Pour rappel, après le refus du pouvoir malien d'appliquer les Accords d'Alger signés en 2006, le Mouvement national de libération de l'Azawad (MNLA) prend les armes en janvier 2012 et met rapidement en déroute l'armée malienne. Sur la scène militaire, surgissent alors les colonnes contre-insurrectionnelles d'Ansar-Dine, islamistes touaregs directement liés à l'Etat algérien et dotés d'un équipement militaire flambant neuf. L'objectif est de brouiller les cartes et d'éradiquer les indépendantistes et leurs revendications politiques légitimes. Dès lors, le chaos s'installe dans l'Azawad et ouvre la route à l'intervention internationale contre le «terrorisme». Pour dénaturer le combat indépendantiste de l'Azawad, une propagande anti-MNLA visant à le confondre avec les terroristes islamistes est alors menée principalement par l'AFP : semer la confusion au sein de l'opinion a toujours été au centre des dépêches de certains médias qui ne cessent de marteler un gros mensonge ; celui de l'alliance entre les Touaregs et les djihadistes, alors que les Touaregs sont les principales victimes des mouvements islamistes.
Masin Ferkal
Notes.
[1] Communiqué de presse du 28 avril 2015 de la MINUSMA
[2] Bilan de l'attaque de Tenenkou.
Combattants décédés :
Abdalla Ag Farkouss, Abdalla Ag Eness, Balla, Salim, Abdalla Ag Med Jadou, Almehdi Ag Iha, Jaddi Ag Ayoub.
Les blessés :
Jaddou Ag Ehya (Loktor Kita), amputé de son pied ; Hamé Ag Mimani, touché dans ses mâchoires ; Dahman Ag Didiya, légèrement blessé ; Noy Noy Ag Omayata, dans un état critique avec une fracture au pied et une blessure à la tête ; Mohamed Ag Mahmoud et Efagday Ag Mohamed. Tous les blessés graves sont transférés vers Nema.

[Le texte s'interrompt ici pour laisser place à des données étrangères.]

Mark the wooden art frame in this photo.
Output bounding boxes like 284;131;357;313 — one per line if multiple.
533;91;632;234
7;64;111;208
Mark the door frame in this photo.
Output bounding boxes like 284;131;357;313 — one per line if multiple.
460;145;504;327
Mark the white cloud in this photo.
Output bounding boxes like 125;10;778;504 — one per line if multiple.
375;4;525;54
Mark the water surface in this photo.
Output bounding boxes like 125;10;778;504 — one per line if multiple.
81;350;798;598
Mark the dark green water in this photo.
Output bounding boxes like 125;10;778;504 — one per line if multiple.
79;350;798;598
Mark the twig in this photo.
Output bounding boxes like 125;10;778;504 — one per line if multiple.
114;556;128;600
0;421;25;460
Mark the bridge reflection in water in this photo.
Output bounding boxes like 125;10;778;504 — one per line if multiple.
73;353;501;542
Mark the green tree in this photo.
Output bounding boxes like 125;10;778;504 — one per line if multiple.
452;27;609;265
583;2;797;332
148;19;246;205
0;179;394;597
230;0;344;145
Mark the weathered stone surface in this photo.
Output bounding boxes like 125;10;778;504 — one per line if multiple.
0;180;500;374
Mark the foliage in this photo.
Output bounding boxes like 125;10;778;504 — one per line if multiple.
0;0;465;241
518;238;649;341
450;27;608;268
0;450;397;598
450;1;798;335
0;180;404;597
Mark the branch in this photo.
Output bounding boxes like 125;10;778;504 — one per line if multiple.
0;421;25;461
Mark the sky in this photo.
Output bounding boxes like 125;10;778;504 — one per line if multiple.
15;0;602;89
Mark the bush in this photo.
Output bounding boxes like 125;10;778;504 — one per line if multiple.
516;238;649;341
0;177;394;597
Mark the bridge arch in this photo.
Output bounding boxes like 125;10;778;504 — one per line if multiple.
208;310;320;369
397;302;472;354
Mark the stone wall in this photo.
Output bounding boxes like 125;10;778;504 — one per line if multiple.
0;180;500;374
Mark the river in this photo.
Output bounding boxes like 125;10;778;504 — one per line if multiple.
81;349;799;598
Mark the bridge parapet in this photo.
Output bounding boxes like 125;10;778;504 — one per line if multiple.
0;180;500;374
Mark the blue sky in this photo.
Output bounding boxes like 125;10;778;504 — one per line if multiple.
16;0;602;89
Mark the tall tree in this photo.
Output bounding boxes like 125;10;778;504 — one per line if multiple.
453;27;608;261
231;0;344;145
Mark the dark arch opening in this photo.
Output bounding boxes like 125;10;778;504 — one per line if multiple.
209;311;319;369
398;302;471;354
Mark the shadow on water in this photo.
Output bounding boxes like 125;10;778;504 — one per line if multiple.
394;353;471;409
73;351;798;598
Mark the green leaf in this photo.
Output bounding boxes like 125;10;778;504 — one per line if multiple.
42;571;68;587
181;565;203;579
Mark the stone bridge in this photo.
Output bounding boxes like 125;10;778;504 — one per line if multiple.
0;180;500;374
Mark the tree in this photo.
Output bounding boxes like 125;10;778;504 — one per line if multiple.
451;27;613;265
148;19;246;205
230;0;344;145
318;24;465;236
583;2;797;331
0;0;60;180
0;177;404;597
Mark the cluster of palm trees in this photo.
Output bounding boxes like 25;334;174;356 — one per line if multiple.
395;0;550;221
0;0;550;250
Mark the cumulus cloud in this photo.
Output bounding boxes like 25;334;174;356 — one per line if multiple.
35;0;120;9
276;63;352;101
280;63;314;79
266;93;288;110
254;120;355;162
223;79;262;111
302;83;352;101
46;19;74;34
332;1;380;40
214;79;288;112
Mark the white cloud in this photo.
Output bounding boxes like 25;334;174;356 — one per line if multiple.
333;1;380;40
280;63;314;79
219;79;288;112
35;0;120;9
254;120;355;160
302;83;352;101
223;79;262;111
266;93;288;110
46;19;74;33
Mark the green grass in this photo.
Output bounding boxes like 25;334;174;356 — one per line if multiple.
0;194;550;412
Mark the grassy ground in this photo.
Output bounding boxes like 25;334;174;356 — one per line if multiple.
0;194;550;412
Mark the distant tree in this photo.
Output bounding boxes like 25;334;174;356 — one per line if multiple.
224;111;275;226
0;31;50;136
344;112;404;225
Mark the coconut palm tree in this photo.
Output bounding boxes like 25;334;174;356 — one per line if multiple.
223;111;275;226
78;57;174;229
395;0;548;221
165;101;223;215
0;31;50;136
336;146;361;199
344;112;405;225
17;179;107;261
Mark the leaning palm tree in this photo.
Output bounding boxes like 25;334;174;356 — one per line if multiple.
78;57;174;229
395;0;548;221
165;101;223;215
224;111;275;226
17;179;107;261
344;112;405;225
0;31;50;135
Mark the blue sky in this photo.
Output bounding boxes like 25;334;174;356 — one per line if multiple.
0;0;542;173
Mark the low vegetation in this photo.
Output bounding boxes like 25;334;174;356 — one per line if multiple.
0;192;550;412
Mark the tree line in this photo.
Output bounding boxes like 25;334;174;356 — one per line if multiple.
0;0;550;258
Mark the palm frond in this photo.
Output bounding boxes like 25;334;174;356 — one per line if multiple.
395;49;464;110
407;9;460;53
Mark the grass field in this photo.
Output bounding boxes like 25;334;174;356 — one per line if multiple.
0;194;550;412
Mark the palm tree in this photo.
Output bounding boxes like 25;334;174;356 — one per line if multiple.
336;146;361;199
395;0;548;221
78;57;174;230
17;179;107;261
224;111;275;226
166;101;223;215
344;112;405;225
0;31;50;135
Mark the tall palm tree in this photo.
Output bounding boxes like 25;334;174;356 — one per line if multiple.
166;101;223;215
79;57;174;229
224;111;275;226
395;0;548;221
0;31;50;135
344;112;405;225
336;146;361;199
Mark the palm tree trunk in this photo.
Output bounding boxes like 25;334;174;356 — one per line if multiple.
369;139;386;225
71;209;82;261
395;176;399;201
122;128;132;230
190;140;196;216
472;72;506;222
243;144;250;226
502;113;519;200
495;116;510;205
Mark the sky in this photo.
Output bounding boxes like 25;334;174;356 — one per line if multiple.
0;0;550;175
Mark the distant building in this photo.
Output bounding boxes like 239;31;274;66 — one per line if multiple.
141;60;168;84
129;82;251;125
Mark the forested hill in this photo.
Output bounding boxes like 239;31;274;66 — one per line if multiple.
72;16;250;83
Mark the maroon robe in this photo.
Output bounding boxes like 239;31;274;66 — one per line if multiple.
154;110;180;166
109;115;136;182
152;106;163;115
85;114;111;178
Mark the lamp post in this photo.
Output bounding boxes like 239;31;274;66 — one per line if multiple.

[3] HCUA : Haut conseil pour l'Unité de l'Azawad, créé après l'intervention de la France de l'Azawad.
[4] A Kidal, des bruits courent sur l'implication d'Iyad ag Ghaly dans cette initiative. Ce qui serait cohérent dans la mesure où Iyad est sous la protection des Algériens qui n'hésiteraient pas à faire appel à ses services. Iyad demeure toujours une carte entre les mains des Algériens dans l'Azawad.
[5] Il semblerait que Bilal ag Achérif, dont les agissements deviennent de plus en plus inquiétants, a disparu de la circulation et que personne n'arrive à le joindre !
[6] Selon des sources locales à Ménaka, les forces de Barkhane se sont, dans un premier temps, interposées en tirant sur les combattants des mouvements de l'Azawad.